The headings/captions appearing in this Agreement have been inserted for the purposes of convenience and ready reference, and do not purport to and shall not be deemed to define, limit or extend the scope or intent of the provisions to which they appertain. This Agreement is the result of negotiations between the Parties and their counsel. Accordingly, this Agreement shall not be construed more strongly against either Party regardless of which Party is more responsible for its preparation, and any ambiguity that might exist herein shall not be construed against the drafting Party.
Each term and provision of this Agreement that should by its sense and context survive any termination or expiration of this Agreement, shall so survive regardless of the cause and even if resulting from the material breach of either Party to this Agreement.
The rights and remedies of the Parties herein provided shall be cumulative and not exclusive of any rights or remedies provided by law or equity.
This Agreement may be executed in one or more counterparts, each of which will be deemed to be an original, but all of which together will constitute one and the same instrument, without necessity of production of the others. An executed signature page delivered via electronic signature shall be deemed as effective as an original executed signature page.
It is agreed and warranted by the Parties that the individuals signing this Agreement on behalf of the respective Parties are authorized to execute such an agreement. No further proof of authorization shall be required.
All notices or other communications required under this Agreement shall be in writing and shall be deemed effective when received and made in writing by either (a) email, (b) hand delivery, (c) registered mail, (d) certified mail, return receipt requested, or (e) overnight mail, addressed to the Party to be notified at the following address or to such other address as such Party shall specify by like notice hereunder:
| Customer: Via the email address submitted during electronic execution of this Agreement. | Ventus: Ventus Design Studio Attn: Nicole Sauk 1314 E. Las Olas Blvd, #1610 Fort Lauderdale, FL 33301 |
No waiver of any term or right in this Agreement shall be effective unless in writing, signed by an authorized representative of the waiving Party. The failure of either Party to enforce any provision of this Agreement shall not be construed as a waiver or modification of such provision, or impairment of its right to enforce such provision or any other provision of this Agreement thereafter.

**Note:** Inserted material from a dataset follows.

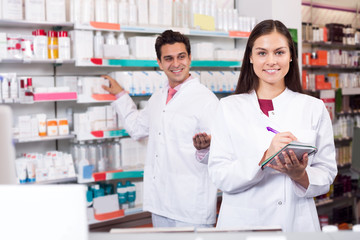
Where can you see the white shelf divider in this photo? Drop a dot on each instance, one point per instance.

This Agreement, and any exhibits attached hereto, is the entire agreement between the Parties with respect to the subject matter hereof and supersedes any prior agreement or communications between the Parties, whether written, oral, electronic or otherwise. No change, modification, amendment, or addition of or to this Agreement or any part thereof shall be valid unless in writing and signed by authorized representatives of the Parties. Each Party hereto has received independent legal advice regarding this Agreement and their respective rights and obligations set forth herein. The Parties acknowledge and agree that they are not relying upon any representations or statements made by the other Party or the other Party’s employees, agents, representatives or attorneys regarding this Agreement, except to the extent such representations are expressly set forth in this Agreement.